Impact of soil heterogeneity in a mixed-layer model of the planetary boundary layer

Abstract

The dynamics of soil moisture and temperature states are forced by land surface fluxes that form the coupling between the soil and the atmosphere. This two-way interaction between the soil and the atmosphere results in feedback mechanisms that affect the temporal patterns of variability of the system. To understand these characteristics of soil moisture and temperature variability, a one-dimensional coupled mixed-layer model of the land surface and the planetary boundary layer energy and humidity budgets is constructed. To allow integrations on the order of days, the model includes both the growth phase and the collapse phase of mixed layer evolution. The model includes the radiative effects due to the presence of clouds. Given the incoming shortwave radiation, lapse rates of temperature and humidity above the mixed layer and lateral windspeed, the model predicts all longwave radiative and turbulent surface heat fluxes. The model is shown to capture accurately observations taken during the FIFE field experiment. With this model, the impact of soil heterogeneity on the evolution of the surface and mixed-layer energy and humidity budgets is examined, using hydraulic properties from sand, loam and clay soils. It is assumed that the small correlation length scale of soil hydraulic properties and surface inhomogeneities are averaged out in the mixed layer.
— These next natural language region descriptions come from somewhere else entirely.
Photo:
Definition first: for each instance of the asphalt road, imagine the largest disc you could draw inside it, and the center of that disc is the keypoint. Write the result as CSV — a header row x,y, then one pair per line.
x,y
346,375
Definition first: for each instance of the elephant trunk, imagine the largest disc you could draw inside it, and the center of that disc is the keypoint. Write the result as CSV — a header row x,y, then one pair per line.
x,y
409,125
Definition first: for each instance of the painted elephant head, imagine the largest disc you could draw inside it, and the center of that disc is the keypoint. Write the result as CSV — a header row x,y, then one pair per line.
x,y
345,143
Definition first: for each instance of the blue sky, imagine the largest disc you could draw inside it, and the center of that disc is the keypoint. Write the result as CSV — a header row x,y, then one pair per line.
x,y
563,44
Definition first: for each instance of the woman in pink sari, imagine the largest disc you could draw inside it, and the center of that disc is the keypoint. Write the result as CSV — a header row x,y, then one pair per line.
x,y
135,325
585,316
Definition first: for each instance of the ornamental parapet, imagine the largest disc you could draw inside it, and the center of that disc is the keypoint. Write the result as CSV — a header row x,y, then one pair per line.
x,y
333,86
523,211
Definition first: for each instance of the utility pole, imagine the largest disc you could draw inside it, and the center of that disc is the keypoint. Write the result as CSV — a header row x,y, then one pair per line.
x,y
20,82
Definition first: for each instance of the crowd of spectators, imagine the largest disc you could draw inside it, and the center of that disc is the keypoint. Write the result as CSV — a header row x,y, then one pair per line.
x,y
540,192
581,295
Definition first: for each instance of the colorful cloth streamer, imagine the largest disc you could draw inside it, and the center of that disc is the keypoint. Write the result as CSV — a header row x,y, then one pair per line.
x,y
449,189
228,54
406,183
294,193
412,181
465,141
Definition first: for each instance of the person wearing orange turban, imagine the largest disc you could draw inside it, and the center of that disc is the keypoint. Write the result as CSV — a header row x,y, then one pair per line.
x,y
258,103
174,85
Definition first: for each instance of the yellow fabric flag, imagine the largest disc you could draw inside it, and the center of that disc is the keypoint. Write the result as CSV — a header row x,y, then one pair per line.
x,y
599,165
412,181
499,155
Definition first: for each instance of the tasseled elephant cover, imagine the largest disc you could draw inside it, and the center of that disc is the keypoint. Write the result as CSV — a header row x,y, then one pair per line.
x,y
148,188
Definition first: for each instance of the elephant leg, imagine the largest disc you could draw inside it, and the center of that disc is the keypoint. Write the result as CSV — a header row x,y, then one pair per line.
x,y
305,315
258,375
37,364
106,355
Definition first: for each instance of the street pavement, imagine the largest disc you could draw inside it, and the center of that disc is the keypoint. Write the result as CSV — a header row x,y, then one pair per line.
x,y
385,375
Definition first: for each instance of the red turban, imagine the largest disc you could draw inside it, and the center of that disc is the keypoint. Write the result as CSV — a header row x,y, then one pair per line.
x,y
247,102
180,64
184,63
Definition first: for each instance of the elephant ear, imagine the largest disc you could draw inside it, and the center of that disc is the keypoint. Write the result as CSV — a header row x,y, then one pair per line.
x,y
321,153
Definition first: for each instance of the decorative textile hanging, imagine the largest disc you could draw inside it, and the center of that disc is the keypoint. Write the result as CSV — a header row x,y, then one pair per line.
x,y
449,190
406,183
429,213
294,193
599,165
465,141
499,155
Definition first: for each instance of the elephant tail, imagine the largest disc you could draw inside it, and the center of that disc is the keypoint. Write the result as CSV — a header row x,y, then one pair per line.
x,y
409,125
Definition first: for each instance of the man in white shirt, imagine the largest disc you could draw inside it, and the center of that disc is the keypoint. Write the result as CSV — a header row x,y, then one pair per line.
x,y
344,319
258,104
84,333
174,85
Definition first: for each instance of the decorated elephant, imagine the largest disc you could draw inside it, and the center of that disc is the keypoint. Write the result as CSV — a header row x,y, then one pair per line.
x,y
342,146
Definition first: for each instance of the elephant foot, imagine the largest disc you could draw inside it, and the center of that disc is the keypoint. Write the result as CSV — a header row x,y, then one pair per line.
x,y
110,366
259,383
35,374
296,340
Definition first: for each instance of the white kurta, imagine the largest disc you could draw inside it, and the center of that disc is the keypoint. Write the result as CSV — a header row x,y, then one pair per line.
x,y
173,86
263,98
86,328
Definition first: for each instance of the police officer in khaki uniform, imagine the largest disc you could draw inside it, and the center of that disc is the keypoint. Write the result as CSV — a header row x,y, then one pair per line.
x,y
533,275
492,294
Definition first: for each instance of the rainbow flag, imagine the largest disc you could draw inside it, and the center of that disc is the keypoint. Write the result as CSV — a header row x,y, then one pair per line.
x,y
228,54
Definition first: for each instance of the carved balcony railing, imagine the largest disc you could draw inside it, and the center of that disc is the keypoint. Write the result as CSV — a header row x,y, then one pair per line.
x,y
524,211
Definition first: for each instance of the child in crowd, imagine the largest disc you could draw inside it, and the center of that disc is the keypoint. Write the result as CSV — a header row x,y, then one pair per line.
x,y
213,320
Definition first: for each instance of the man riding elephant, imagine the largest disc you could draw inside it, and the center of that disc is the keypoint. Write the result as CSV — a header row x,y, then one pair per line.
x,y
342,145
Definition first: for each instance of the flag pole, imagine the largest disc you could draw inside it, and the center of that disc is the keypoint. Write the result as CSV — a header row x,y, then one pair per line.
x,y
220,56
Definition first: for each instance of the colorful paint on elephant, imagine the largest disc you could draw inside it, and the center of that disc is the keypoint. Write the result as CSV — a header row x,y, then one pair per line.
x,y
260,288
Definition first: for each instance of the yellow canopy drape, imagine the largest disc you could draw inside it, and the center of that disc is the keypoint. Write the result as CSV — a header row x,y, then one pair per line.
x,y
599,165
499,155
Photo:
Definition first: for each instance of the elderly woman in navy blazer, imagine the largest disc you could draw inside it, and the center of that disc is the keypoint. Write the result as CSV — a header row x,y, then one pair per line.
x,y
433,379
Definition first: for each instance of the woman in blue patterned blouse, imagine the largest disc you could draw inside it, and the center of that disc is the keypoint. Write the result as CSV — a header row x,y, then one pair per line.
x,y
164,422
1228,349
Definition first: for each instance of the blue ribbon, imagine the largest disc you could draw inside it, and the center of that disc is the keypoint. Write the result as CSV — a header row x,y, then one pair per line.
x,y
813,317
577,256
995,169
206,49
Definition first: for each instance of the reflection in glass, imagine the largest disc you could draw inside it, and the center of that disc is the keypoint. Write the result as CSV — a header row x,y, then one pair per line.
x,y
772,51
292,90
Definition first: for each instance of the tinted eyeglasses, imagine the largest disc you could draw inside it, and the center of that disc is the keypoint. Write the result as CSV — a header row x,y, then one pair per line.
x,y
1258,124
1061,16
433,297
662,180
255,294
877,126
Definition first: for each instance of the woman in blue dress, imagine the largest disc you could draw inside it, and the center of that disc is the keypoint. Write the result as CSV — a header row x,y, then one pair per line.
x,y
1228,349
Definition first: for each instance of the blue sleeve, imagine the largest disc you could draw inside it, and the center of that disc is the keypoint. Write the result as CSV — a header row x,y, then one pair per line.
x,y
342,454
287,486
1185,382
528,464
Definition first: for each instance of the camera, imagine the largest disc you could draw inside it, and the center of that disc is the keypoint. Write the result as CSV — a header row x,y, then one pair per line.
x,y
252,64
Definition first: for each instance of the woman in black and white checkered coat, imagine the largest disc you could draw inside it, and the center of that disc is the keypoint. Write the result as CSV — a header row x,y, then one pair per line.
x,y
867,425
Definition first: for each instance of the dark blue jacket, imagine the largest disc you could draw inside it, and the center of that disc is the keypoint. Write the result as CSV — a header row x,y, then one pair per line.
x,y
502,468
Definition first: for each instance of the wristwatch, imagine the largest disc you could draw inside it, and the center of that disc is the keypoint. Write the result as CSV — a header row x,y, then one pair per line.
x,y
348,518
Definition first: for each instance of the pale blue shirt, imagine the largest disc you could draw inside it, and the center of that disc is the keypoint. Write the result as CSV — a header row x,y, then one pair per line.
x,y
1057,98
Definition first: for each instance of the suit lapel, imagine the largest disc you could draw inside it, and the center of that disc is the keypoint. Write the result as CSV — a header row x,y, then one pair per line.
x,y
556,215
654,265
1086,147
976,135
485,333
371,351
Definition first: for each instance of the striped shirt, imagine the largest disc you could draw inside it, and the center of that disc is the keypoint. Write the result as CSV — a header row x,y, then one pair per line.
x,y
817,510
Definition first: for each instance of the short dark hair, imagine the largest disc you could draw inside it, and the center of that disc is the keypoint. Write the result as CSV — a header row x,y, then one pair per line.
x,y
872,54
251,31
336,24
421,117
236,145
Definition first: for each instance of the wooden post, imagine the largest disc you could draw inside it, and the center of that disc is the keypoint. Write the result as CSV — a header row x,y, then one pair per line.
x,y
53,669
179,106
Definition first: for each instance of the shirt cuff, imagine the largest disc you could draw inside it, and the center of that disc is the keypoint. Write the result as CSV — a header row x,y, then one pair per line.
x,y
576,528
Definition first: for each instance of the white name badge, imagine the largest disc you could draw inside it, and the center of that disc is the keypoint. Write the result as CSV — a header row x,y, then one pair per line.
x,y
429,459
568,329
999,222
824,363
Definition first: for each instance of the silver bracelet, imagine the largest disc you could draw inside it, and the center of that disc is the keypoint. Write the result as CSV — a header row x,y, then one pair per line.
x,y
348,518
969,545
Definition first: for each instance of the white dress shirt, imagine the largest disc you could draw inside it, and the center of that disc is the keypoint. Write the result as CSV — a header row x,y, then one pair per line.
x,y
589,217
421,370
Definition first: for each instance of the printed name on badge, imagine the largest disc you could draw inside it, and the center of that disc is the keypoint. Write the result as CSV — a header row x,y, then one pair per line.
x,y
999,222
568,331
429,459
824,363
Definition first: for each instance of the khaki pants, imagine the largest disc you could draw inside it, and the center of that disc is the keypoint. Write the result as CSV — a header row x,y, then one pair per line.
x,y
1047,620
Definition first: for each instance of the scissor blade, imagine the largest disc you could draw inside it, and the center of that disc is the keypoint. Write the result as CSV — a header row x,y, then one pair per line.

Relative to a uniform soil, heterogeneity increases the spatial mean latent heat flux for conductive soils and decreases it for unconductive soils, due to decreased and increased percolation respectively. Locally decreasing latent heat fluxes cause a warmer and drier mixed layer and through that an increase of the latent heat flux over other areas. This mixed-layer feedback reduces the impact of heterogeneous surface fluxes.